WWC 2006

Der Wildwasserrennsport ist eine Sportart für Kanufahrer. Man kann sagen, dass die Kanuwandersportler ebenso wie die Kanurennsportler zur Entstehung dieser Disziplin des Kanuwettkampfes beitragen haben. Alle paar Jahre finden auch beim Wildwasserrennsport Weltmeisterschaften statt.

Am 25.03. und 26.03.2006 fanden die Weltmeisterschaften am Tepla River in Karlovy Vary in der tschechischen Republik statt. Es wurden Wettkämpfe in den 3 Disziplinen Classic, Sprint und Masters absolviert.

Der Classic Kurs war 6.5 km lang und wurde zwischen Brezova und Karlovy Vary absolviert. Die Schwierigkeitsstufe dieser Strecke ist WW 2-3.

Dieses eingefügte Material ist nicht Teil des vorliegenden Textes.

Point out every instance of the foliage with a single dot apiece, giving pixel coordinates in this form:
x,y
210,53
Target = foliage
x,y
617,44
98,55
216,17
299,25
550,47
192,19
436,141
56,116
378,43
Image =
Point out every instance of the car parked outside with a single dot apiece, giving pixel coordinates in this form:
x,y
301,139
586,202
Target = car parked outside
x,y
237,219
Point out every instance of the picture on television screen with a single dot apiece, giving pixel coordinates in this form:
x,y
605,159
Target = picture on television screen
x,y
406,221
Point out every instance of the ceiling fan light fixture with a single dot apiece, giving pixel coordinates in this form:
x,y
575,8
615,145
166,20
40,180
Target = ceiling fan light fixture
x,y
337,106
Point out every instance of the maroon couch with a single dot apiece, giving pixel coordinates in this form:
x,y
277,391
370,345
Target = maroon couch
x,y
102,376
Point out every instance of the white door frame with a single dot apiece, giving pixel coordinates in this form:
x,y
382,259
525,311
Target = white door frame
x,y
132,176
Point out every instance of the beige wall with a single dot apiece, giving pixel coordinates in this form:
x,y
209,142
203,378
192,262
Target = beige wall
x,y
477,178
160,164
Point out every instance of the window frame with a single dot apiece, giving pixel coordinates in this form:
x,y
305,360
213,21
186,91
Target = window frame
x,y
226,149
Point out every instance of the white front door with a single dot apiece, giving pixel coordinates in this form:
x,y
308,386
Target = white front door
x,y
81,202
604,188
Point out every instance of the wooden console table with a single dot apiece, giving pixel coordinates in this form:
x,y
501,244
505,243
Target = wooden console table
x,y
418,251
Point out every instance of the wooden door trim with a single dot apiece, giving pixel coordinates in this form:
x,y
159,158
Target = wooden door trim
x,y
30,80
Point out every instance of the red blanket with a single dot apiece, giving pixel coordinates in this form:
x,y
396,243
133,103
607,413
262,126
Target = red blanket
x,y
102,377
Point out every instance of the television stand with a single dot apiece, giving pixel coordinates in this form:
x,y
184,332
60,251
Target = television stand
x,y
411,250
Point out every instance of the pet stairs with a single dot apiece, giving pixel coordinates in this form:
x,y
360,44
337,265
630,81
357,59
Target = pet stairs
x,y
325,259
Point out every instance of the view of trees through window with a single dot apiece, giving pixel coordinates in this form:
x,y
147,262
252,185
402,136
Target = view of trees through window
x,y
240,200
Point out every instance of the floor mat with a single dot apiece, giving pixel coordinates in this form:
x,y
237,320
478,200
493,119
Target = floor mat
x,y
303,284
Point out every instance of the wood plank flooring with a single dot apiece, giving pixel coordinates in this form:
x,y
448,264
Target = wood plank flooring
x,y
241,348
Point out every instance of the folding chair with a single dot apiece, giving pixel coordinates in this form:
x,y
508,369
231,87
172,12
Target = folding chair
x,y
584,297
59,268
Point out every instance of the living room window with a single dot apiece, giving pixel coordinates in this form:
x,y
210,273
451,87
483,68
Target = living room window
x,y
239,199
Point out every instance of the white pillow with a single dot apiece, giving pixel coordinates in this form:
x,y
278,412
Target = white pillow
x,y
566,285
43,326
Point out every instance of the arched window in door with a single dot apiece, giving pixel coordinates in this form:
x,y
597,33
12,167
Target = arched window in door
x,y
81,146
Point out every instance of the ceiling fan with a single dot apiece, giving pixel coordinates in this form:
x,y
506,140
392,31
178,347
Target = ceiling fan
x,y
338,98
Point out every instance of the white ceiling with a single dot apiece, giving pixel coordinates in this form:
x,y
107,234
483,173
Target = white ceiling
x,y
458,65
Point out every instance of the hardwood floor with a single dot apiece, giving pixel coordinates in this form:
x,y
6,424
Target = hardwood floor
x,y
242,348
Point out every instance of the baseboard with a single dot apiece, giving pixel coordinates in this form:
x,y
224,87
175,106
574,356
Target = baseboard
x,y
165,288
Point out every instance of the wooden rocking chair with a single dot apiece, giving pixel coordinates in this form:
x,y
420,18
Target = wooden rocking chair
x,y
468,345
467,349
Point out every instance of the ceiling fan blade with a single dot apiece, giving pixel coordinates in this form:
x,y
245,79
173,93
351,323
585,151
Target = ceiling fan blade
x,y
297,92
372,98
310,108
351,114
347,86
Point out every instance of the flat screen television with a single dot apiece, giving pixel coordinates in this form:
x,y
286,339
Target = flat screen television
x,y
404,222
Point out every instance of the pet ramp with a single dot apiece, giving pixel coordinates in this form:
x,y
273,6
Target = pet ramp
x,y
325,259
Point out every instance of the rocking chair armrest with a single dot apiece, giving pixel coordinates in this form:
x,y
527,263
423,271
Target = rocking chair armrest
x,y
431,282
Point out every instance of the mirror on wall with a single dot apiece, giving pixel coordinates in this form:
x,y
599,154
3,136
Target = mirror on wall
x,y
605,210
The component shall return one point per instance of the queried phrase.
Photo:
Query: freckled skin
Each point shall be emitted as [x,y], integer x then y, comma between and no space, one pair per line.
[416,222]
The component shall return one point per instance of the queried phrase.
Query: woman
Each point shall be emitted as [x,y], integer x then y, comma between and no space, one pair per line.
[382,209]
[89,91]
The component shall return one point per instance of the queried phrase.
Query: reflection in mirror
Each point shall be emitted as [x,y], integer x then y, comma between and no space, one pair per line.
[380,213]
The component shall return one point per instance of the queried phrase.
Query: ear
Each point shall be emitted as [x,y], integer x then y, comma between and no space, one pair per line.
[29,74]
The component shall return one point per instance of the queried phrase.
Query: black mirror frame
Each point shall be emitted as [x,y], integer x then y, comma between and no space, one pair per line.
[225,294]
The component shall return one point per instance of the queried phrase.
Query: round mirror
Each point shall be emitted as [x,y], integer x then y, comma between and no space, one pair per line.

Der Sprint Kurs ging von Mlynska Kolonda bis zum Thermal Hotel und hat eine Streckenlänge von 600 Meter.

Der letzte Kurs, der Masters war von Brezova bis Postovni Dvur und hatte eine Gesamtlänge von 3 Kilometer. Auch dieser Streckenkurs hatte einen Schwierigkeitsgrad von 2-3, wie die beiden Strecken vorher.

Wenn man den Wildwassersport genauer betrachtet, dann wurde die Kanurennsportidee auf das Fahren von Wildwasser übertragen. Heutzutage kämpfen die Fahrer auf den Talfahrten des Wildwassers unerbittlich gegen das Wasser und die Zeit. Die Weltmeisterschaften im Wildwasserrennsport werden alle 2 Jahre ausgetragen. 2008 wurde die Weltmeisterschaft am Dora Baltea in Ivrea in Italien ausgetragen. 2 Jahre später war der Wettkampf  am Noguera Pallaresa in Spanien und 2012 werden die Wildwassersport Weltmeisterschaften in Bourg St. Maurice in Spanien ausgetragen.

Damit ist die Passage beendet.